Q5. Latency accuracy trade-off analysis between online and semi-online modes

A: The inference speed for one pass is identical for both modes as their input sizes are the same. However, their latency is different. Online inference operates on a frame basis and the latency is dependent only on the inference speed while semi-online mode requires additional latency to gather frames up to the clip lengths (128 frames at a standard 25 FPS corresponds to 5.12 seconds).

In terms of performance, the online approach is less competitive than the semi-online with an average gap of around 2-5% (see Table 1). This is likely because of the better preservation of temporal continuity in the semi-online setup, which we discussed in L.219-222.

To summarize, online inference has a better real-time response than semi-online inference. Semi-online inference achieves better performance. The choice of these two modes will depend on the application priority, if the real-time inference is required, online would be preferred, if accuracy is preferred and the task is less time-sensitive, then semi-online is suggested.

We thank the reviewer for the constructive question and will include these discussions in our updated manuscript.

Limitations

L1. Potential challenges in diverse and real-world streaming cases

A: Thank you for your suggestion. Handling diverse and real-world videos presents several challenges.

One common scenario involves interrupted actions, where a subject abruptly switches to a different action, leaving the ongoing action unfinished. These interruptions can be challenging for the model to handle effectively.

Additionally, the extended length of the video poses another challenge. Streaming videos can be infinitely long, so effectively managing and preserving long-form history within a fixed memory budget becomes a critical issue.

2024-08-13

Thank you very much for your detailed rebuttal! I am convinced with your responses and happy to change my rating after discussions.

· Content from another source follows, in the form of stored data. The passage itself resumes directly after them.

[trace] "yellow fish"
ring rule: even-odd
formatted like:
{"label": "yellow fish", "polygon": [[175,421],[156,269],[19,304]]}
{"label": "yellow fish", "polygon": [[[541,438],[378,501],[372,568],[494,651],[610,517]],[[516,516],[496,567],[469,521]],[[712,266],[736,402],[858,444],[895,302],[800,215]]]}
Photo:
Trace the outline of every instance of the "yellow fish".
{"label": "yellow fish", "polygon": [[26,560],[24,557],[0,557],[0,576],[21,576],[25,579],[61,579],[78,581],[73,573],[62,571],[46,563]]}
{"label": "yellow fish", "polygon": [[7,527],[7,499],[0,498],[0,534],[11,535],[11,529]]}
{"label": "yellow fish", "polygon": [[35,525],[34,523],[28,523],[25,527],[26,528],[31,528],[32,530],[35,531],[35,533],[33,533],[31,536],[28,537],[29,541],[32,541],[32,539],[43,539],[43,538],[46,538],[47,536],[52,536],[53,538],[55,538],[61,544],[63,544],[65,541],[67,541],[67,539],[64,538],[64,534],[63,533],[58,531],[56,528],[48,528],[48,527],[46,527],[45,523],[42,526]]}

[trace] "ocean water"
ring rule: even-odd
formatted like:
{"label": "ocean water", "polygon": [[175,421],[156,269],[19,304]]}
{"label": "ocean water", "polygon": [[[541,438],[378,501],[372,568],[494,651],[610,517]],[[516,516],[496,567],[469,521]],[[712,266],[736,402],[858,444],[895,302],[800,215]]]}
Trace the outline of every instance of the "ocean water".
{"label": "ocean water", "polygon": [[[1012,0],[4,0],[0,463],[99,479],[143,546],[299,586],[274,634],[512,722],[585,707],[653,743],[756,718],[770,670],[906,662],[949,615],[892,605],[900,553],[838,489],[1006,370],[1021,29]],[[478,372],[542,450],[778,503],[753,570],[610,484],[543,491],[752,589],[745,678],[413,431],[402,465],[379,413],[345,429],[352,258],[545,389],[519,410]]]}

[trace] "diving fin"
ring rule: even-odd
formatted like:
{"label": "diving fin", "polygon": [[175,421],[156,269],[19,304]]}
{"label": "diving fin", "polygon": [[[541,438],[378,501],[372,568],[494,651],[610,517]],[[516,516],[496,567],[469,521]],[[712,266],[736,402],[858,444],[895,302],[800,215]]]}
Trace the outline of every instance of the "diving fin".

评论- Thanks for the comment

2024-08-13

Dear reviewer itXK

Thank you for taking the time to thoroughly review our rebuttal. We greatly appreciate your constructive feedback and are pleased that our responses have addressed your concerns.

作者回复

2024-08-07

We thank all reviwers for their constructive comments and address each of their concerns in separate rebuttals. The attched global rebuttal file contains

1 figure (Fig. RA) in response to Reviewer xPL1's W5 regarding the segment-accuracy tradeoff in post-processing.
1 table (Table RA) in response to Reviwer itXK's Q1 regarding switching the backbone (ASFormer) for online TAS.

最终决定Accept (poster)

2024-09-25

The paper received 3 borderline rejects during the initial review period. While the reviewers appreciated the problem setup and the clarity of presentation, concerns were raised about the novelty, limited error analysis, computational overhead for truly online segmentation, the heavy reliance on post-processing for reducing over-segmentation, and the performance gap between offline and online models. The author's rebuttal provided a response that addresses many of the concerns. While some concerns exist, the strengths outweigh the weaknesses, and I recommend acceptance since the proposed model will serve as a convincing baseline for online TAS. The authors are encouraged to include the details from the rebuttal in their final version.